Very active in the community, Felicia has also been honored by the March of Dimes, the League of Black Women, The Illinois Judicial Council, Lions Club, YMCA, YWCA, and she received the prestigious Toastmasters International "Leadership in Communication" Award. She's also been included in the Who's Who Among International Women in Cambridge England and has been featured in the American Journalism Review, Chicago Magazine, History Makers, Today’s Christian Woman Magazine, Chicago Tribune and Screen Magazine.

Frequently on the lecture circuit, Felicia has mentored scores of young people with aspirations of becoming journalists. As an adjunct professor, she teaches courses at Purdue University Calumet, where she was named Outstanding Alumnus of 2003, and she teaches a course in Radio News at DePaul University. In 2006, she was inducted into the International Press Club's Chicago Journalism Hall of Fame. And Felicia recently accepted Advisory Board positions with Columbia College’s School of Journalism, De Paul University’s School of Communications and Purdue University’s School of Liberal Arts.

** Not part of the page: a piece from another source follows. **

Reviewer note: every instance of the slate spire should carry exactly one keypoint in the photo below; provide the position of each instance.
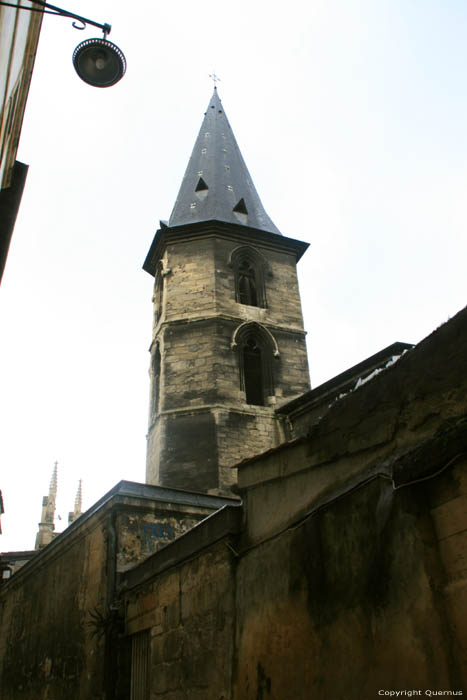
(217, 184)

Felicia runs her own production company, Saltshaker Productions, LLC with offices in Chicago and Los Angeles. She also founded the non-profit Hollywood Comes to Chicago, to benefit aspiring screenwriters who have no means of connecting to movers and shakers in Los Angeles and New York.

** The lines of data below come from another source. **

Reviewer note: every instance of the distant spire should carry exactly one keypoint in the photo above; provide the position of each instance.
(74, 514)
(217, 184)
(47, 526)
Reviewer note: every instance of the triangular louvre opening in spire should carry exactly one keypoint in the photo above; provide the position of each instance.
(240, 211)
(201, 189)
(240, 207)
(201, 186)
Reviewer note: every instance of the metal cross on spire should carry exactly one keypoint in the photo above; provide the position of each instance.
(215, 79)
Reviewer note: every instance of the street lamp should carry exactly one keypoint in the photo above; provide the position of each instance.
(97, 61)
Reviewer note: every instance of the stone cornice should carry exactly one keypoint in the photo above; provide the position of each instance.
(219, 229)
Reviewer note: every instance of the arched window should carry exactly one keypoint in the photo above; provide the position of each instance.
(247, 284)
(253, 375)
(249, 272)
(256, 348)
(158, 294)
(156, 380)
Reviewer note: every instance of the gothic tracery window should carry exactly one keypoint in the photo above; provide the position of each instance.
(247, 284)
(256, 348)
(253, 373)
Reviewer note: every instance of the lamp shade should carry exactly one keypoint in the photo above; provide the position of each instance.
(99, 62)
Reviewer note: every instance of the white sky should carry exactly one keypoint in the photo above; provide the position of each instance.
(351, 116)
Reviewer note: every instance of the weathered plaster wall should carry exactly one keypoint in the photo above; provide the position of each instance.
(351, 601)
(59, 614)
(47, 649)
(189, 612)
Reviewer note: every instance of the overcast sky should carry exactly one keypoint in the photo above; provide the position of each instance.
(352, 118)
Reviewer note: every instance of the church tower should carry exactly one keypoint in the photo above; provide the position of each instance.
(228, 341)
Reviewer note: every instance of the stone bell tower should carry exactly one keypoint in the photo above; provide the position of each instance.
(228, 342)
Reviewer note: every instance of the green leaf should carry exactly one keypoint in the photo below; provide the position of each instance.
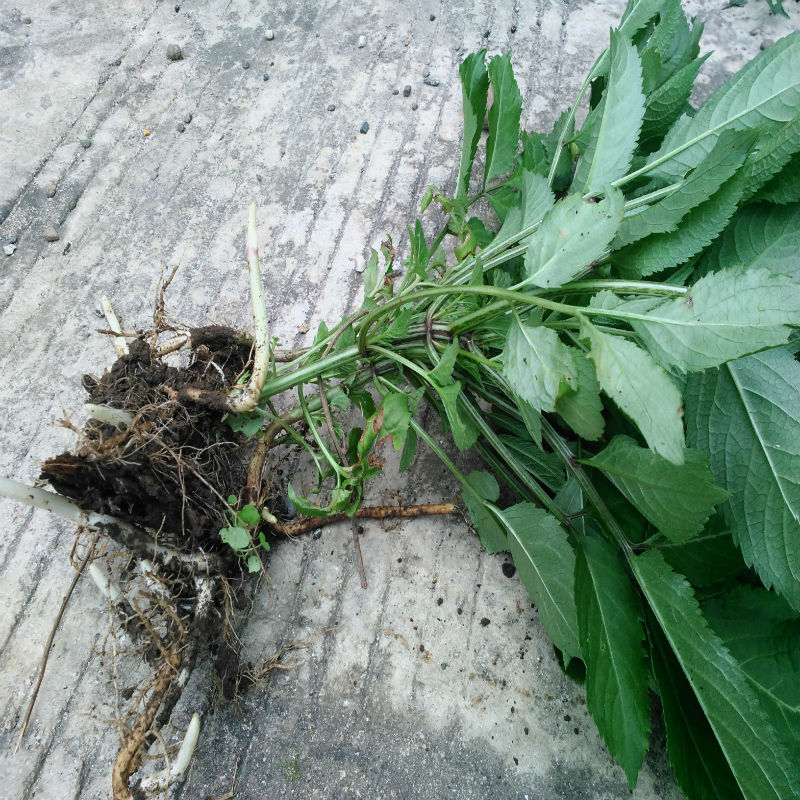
(708, 558)
(610, 150)
(763, 634)
(396, 418)
(573, 234)
(535, 200)
(501, 146)
(546, 565)
(236, 537)
(484, 488)
(663, 251)
(537, 365)
(747, 739)
(474, 90)
(678, 500)
(746, 415)
(724, 316)
(694, 752)
(666, 103)
(582, 408)
(785, 186)
(759, 236)
(664, 215)
(641, 388)
(763, 95)
(249, 516)
(611, 640)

A published author, her work is featured in two newly released books (Summer and Fall 2009)—Pearl Girls: Encountering Grit, Experiencing Grace and Our Voices: Issues Facing Black Women in America (Moody Publishers). Her writing is part of a best selling collection of essays titled Souls of My Sisters (Kensington Publishing 2001, re-released in 2008). Her work has also appeared in the popular college textbook Professional News Writing (Lawrence Erlbaum Associates Publishing). In 2006, her book Called was published by Moody. It is the personal account of Lisa Jefferson, the Verizon supervisor who took Todd Beamer's call just before United Airlines Flight 93 crashed in Pennsylvania on September 11, 2001. Felicia is currently working on a non-fiction inspirational book titled Everything I Know About Life, I Learned in Radio: Everyday Lessons for Every Life.

After returning from a riveting trip to Rwanda, Africa, in Spring of 2004, Felicia received accolades for her groundbreaking special reports on the 10th anniversary of the 1994 genocide and its aftermath, in which a million people were slaughtered. Her first documentary film, Somebody's Child: The Redemption of Rwanda, won First Prize-Best Documentary Short from the Grand Jury at the New York International Independent Film and Video Festival in December 2005.

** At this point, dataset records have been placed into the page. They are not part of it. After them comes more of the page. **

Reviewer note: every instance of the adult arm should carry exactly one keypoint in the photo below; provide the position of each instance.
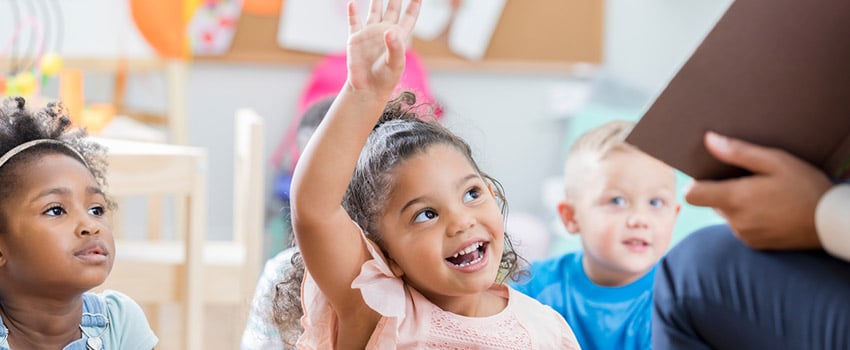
(832, 219)
(774, 208)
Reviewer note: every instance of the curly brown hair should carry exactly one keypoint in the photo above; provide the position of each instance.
(399, 134)
(19, 125)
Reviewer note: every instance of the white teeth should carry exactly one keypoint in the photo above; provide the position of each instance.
(471, 262)
(469, 249)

Felicia serves on the Board of Directors for two non-profit organizations: Hands of Hope, dedicated to meeting the critical needs of women and children worldwide who face disease, poverty or persecution; WINGS: Women in Need Growing Stronger, an agency that assists victims of domestic violence, and she is a Sustaining Trustee for Children's Home and Aid Society (CHASI), an agency which provides help to challenged parents and offers placement for children removed from abusive home environments.